Mr. Bauer believes Haiti is facing an unprecedented crisis that could get worse. For this reason, he says, there is no time to lose.
“It’s hard to believe that just a two-hour flight from Miami, a staggering 4.7 million people – half the population of Haiti – are affected by a food crisis. In the Cité Soleil district of Port-au-Prince, 19,000 people are suffering at the global “disaster” level to measure food insecurity.
In the 1980s I often visited Haiti on family trips; My mother fled to the United States in the 1960s and I grew up in suburban Washington, DC. The country was very poor at the time, but could feed itself. Now, as I witness his struggle and coordinate the World Food Program’s response, I cannot deny that I am touched on a deeply personal level.
I speak Creole. I grew up eating Djon Djon rice and Joumou soup. I have always been very aware of Haiti’s rich history.
“A Series of Disasters”
The 1990s saw a series of coups and a trade embargo; People risked their lives to leave by boats. Free market policies ruined Haiti’s small farmers and made the country heavily dependent on food imports. A series of disasters followed, including the 2010 earthquake and cholera outbreak, Hurricane Matthew in 2016, and the 2021 southern earthquake.
Things are at a breaking point now. This crisis will not pass – it needs renewed and robust humanitarian assistance.

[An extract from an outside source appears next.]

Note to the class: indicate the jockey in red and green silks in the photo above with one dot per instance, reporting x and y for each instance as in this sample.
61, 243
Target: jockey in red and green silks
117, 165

I’m often asked why it’s actually so bad being so close to my family’s adopted home. I reply that Haiti is starving because gangs have taken control of ports and roads. This cut communities off from both the farms that feed them and basic humanitarian assistance. Over the past year, food and fuel prices have skyrocketed.
A country brought to a standstill
Protests and widespread looting erupted in September. Roadblocks brought the country to a standstill in what Haitians call the Peyi Lok (lockdown). The Peyi-Lok that began on September 12 felt very similar to the Peyi-Lok that took place around the world in the early months of the Covid pandemic – except that people are now being driven by fear and violence rather than a dangerous disease were forced to stay at home.
Armed groups had seized the main fuel import terminal and blocked the flow of diesel, the lifeblood of the economy. Humanitarian workers have also been attacked; two of WFP‘s warehouses were looted, depriving thousands of vital food aid. To the WFP For employees, getting to the office meant overcoming roadblocks and defying threats.
Panic buying broke out during the Peyi-Lok. Supermarket shelves were getting thinner and thinner as the days went by. I recently met a group of women in Cité Soleil waiting for much-needed food from WFP. They said it was hard to get jobs and they just couldn’t afford to buy the groceries they need. They drank rainwater, they said. For dinner they sometimes boil water and add salt because there is simply nothing else to eat. As we talked, shots rang out and bullets flew overhead. Unfortunately, the people of Haiti are used to violence and hunger.
With this in mind, WFP and its partners have fed over 1 million Haitians this year – including over 100,000 people since the lockdown. The only safe way to get to Port-au-Prince is by plane. The WFP-managed UN Humanitarian Air Service has helped carry vital cargo to help fight cholera. But while emergency rations and airlifts keep people alive, they offer no future.
Armed groups are no longer in control of the Varreux fuel terminal, but still hold parts of the town. Their stranglehold on Haitian society must end. The UN sanctions imposed on those who support them are a step in the right direction. But humanitarian work in Haiti needs a change of course.
Help Haiti feed its people
Above all, we must help Haitian farmers to feed their own people. WFP works with 75 agricultural cooperatives to provide meals to school children.
Thanks to this program, 100,000 children receive a school meal from the region every school day. But social unrest is keeping children out of schools and farmers out of markets. The Peyi-Lok must end for the rebuilding of Haiti’s devastated food systems to resume.
What Haiti is now experiencing is not just a bout of instability that will subside as part of a regular cycle to which the world has become accustomed. Haiti is experiencing a crisis of unprecedented proportions that can only get worse unless we all act quickly and with greater urgency.”